Some were spectacularly successful. Others, surely as talented and insightful, somehow missed making their mark on history. Cadwallader 'Carl' Washburn Kelsey was one of the latter and if enthusiasm and vision alone had been sufficient to bring success he would be better known today. He built his first car in 1897 before entering college, his second as an undergraduate at Haverford College. He became the most successful dealer for Maxwell, eventually becoming Maxwell's sales manager. When he and Maxwell's Ben Briscoe fell out he returned to his passion, established the C.W. Kelsey Manufacturing Company in Hartford, Connecticut and introduced the Kelsey Motorette, a trike powered by an opposed twin. Over the next three years just over 200 Kelsey Motorette trikes were built.
THE MOTORCAR OFFERED
This beautifully presented 1911 Kelsey Motorette is reputed to have a 10hp engine with the two-speed plus reverse planetary transmission. Featuring a chain drive arrangement to the single rear wheel, brakes on both the driveshaft and the rear wheel and right-hand tiller steering, it offers a very special and unique driving experience. The radiator is the brass-trimmed slab behind the side-by-side seats, and the engine fires by a starting handle located on the side. The rear wheel is suspended on a pair of quarter-elliptical leaf springs, which also locate the axle.
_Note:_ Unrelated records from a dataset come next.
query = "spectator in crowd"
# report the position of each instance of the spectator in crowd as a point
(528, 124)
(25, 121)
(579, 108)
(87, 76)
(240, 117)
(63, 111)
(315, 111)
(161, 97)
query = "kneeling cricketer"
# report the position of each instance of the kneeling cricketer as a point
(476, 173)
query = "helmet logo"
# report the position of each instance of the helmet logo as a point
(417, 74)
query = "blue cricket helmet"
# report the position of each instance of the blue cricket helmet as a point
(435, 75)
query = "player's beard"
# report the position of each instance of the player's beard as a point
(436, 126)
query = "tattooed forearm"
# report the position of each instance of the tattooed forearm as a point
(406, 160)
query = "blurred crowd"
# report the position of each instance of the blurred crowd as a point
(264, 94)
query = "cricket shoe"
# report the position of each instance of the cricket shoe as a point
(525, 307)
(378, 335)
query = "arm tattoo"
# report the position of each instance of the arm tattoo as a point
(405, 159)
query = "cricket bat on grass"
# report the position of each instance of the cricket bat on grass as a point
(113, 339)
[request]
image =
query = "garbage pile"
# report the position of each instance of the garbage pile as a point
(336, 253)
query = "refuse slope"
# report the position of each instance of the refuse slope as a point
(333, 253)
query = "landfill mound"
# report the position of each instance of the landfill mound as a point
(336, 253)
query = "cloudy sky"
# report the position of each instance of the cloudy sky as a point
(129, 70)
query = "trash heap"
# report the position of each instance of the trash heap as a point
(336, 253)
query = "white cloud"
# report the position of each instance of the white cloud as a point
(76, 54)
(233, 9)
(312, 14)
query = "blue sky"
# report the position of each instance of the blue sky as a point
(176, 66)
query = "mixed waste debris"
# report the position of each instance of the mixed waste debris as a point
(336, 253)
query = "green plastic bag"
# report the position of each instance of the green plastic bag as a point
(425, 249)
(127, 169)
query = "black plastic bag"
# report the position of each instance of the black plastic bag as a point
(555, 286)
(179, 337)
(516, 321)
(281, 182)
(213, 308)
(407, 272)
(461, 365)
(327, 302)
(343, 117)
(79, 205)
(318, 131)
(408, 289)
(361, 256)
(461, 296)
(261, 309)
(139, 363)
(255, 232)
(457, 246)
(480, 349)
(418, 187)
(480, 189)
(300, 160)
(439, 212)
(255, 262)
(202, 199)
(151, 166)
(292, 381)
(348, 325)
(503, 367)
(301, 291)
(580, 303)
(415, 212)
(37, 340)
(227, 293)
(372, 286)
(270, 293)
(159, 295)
A 1997 AACA Senior National First Prize winner, the quality of the restoration and subsequent care the trike has received is evident in its beautiful presentation today. The black finish with gold coach lines on the bodywork against black painted wood spoke wheels gives the car a very period look. The two bucket-style seats are upholstered in black leather, and the Kelsey is fitted with the optional black folding top.
Kelsey's ads from the era note that these innovative motorcars featured circulating oil lubrication, as opposed to the then-common full loss oiling. As presented here today, the Kelsey is a gorgeous, intriguing little thing that will always attract enthusiastic, positive attention. The colorful story of 'Carl' Kelsey, which continued through another car company and culminated in the design of the 'Skycar' helicopter in the 1960s when Kelsey himself was in his eighties, only adds to its appeal and the many conversations this veteran car will start, and introductions it will make to curious onlookers. There is a whole fascinating narrative about American automobile pioneers wrapped up in this Kelsey Motorette.